Et Lipman de réitérer son credo : nul endroit n'est plus apte à se consacrer à une telle formation que le cours de philosophie, trop souvent absent des écoles et des programmes. Cours qui devrait exister à l'école depuis le plus jeune âge, sous une forme rendue à chaque fois adéquate aux capacités des élèves.
Le fil du propos est donc clair et il n'est pas difficile de le suivre. Toutefois, il faut apporter comme nuance qu'il compte beaucoup de retours sur lui-même : de nombreux éléments sont détaillés dans une partie, et redétaillés autrement dans une partie suivante, comme si l'auteur cherchait à leur donner un poids et une solidité de par cette systématicité ostentatoire. Or, le propos pourrait se passer de ces redites et de ces longueurs sans en perdre en pertinence. Au contraire, il en aurait peut-être gagné en vitalité et aurait mieux transmis son enthousiasme, enthousiasme que l'on devine très présent chez l'auteur mais qui ne se laisse, hélas !, pas traduire dans la forme du livre ; forme que l'on peut presque comparer à celle d'un manuel scolaire (multitude de chapitres, de sous-chapitres, d'intertitres, de typologies, d'encadrés, d'énumération de caractéristiques) qui occulte la vitalité du discours.

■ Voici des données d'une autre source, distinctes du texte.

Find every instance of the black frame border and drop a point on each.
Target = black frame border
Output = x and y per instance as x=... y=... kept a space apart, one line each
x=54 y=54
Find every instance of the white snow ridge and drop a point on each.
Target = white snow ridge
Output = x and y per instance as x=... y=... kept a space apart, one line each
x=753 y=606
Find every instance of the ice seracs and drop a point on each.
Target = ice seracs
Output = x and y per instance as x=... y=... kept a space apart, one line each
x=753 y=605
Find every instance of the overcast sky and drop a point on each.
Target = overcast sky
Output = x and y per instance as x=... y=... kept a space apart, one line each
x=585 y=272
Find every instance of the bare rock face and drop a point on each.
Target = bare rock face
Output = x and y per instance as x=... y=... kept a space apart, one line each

Pour conclure, je dirai que ce livre s'adresse à toute personne intéressée par l'enseignement. Enseignement de la philosophie bien sûr, mais également toute activité formatrice. En effet, le livre traite d'éléments qui sont présents dans toute activité : émotions, logique, réflexion, autocorrection, critique... Sans présenter de méthode systématique (même s'il s'appuie sans cesse sur les expériences et les outils liés à sa méthode d'enseignement), ce que Lipman systématise, c'est la manière dont il conçoit l'activité intellectuelle d'un enfant et les éléments qu'il juge cruciaux dans son développement. Le livre contient donc de précieuses analyses quant à certaines opérations mentales trop peu travaillées à l'école, des situations de travail à explorer, des perspectives d'éducation à développer...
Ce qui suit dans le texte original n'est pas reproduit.